To summarize, Copilot provides intelligent experiences in Microsoft 365 powered by large language models and orchestration:

  • LLMs gain broad knowledge from public data training, not private enterprise data

  • Copilot orchestration retrieves relevant private data based on user permissions to formulate prompts

  • Prompts containing private data context are not retained or used to train Copilot's LLMs

  • This allows Copilot to generate informed content while respecting data privacy

Conclusion

Microsoft 365 Copilot demonstrates how large language models can deliver helpful experiences across apps while safeguarding private data. The orchestration engine targets relevant information while the LLM generates responses without retaining that sensitive context. This privacy-focused approach allows organizations to benefit from AI while maintaining control over their information.

FAQ

Q: How does Microsoft 365 Copilot gain knowledge?
A: Copilot gains knowledge through training on massive public datasets like books, articles and websites. It does not retain or learn from private enterprise data.

Q: How does Copilot access my organization's data?
A: The Copilot orchestration engine retrieves relevant enterprise information based on permissions, relationships and activities in Microsoft 365. It provides this info to the LLM via prompts.

Q: Does Copilot retain my private data?
A: No, Copilot does not retain prompts containing private data nor use them to train the LLM models.
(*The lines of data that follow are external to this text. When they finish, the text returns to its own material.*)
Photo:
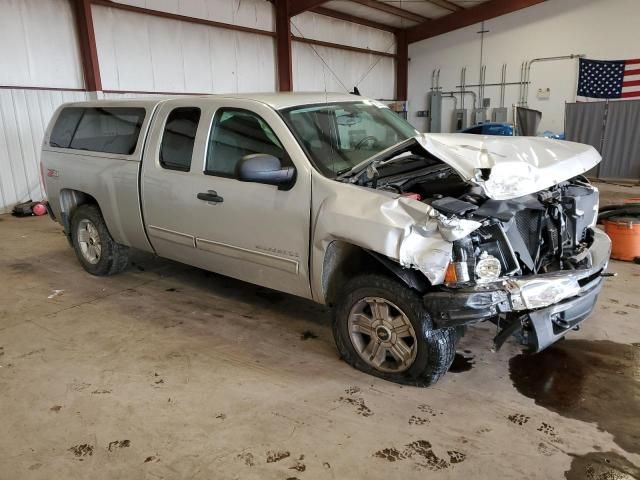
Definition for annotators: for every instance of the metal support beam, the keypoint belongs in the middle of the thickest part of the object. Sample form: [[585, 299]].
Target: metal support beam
[[353, 19], [283, 45], [388, 8], [402, 65], [464, 18], [446, 4], [87, 41], [296, 7], [340, 46], [181, 18]]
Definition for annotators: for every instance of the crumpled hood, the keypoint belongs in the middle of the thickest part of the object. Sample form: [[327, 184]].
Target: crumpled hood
[[518, 165]]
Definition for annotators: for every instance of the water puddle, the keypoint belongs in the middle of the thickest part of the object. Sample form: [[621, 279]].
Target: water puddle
[[591, 381], [601, 466]]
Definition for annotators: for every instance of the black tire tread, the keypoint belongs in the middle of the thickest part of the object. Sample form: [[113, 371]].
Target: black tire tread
[[440, 344], [115, 256]]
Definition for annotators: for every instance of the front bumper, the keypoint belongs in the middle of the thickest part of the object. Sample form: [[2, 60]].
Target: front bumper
[[554, 302]]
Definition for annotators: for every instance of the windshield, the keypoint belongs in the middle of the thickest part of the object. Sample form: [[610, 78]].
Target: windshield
[[341, 135]]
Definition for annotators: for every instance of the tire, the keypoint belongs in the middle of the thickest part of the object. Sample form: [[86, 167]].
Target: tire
[[431, 352], [97, 251]]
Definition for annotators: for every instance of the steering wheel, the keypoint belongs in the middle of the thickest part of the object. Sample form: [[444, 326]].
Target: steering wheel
[[364, 140]]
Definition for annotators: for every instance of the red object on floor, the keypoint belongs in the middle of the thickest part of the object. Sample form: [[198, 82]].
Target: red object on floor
[[414, 196], [39, 209], [625, 237]]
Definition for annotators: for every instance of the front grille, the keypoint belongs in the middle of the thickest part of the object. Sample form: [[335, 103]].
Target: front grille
[[528, 224]]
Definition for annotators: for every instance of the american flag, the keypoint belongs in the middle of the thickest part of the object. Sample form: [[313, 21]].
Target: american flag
[[617, 79]]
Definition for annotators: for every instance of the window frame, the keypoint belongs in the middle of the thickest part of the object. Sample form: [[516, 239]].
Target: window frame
[[195, 138], [214, 121]]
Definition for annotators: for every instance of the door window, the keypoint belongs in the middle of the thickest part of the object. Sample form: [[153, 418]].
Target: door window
[[236, 133], [109, 130], [179, 138]]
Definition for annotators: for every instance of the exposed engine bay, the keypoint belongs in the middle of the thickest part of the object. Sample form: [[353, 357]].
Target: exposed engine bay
[[542, 232]]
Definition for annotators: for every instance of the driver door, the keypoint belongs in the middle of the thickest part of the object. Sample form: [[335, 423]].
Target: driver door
[[250, 231]]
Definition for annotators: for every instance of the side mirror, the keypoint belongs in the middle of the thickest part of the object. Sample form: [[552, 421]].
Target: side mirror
[[265, 168]]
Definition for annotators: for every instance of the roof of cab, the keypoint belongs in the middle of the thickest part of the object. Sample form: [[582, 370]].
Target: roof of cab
[[276, 100]]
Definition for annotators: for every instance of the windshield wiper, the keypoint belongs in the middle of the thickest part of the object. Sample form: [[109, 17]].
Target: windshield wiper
[[385, 155]]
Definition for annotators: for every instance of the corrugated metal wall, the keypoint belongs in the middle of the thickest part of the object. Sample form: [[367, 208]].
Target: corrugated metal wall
[[24, 115], [143, 53], [37, 48], [136, 52], [318, 68]]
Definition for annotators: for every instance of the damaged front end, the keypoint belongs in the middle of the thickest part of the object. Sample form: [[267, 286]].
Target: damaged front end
[[510, 235]]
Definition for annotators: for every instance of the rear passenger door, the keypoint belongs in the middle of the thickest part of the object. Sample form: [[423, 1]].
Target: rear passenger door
[[198, 212]]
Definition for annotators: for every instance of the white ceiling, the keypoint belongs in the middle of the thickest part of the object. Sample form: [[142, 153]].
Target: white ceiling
[[425, 8]]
Prompts are temporary and forgotten after use.

Q: Can Copilot read all my organization's documents?
A: No, Copilot respects individual user permissions and will only access documents you have access to while using the feature.

Q: Is Copilot safe and private?
A: Yes, Copilot's orchestration and permissions model ensures it only accesses information you have access to. Data is not retained or used for training.

Q: How does Copilot help save time?
A: Copilot automates multistep workflows like searching, retrieving and summarizing data into concise responses and can generate content drafting leveraging your existing documents.

Q: What Microsoft apps support Copilot?
A: Copilot capabilities are available across Microsoft 365 apps like Outlook, Word, PowerPoint and Teams to enhance productivity.

Q: Is Copilot using the public ChatGPT API?
A: No, Microsoft 365 Copilot uses private instances of LLMs via Microsoft's Azure OpenAI service, not the public ChatGPT.

Q: Where can I learn more about Copilot?
A: Visit Microsoft Mechanics on YouTube for more Copilot demo videos and aka.ms/MicrosoftResponsibleAI for details on responsible AI.

Q: When will Copilot be available?
A: Copilot is currently in limited preview. Check with your Microsoft account team for availability.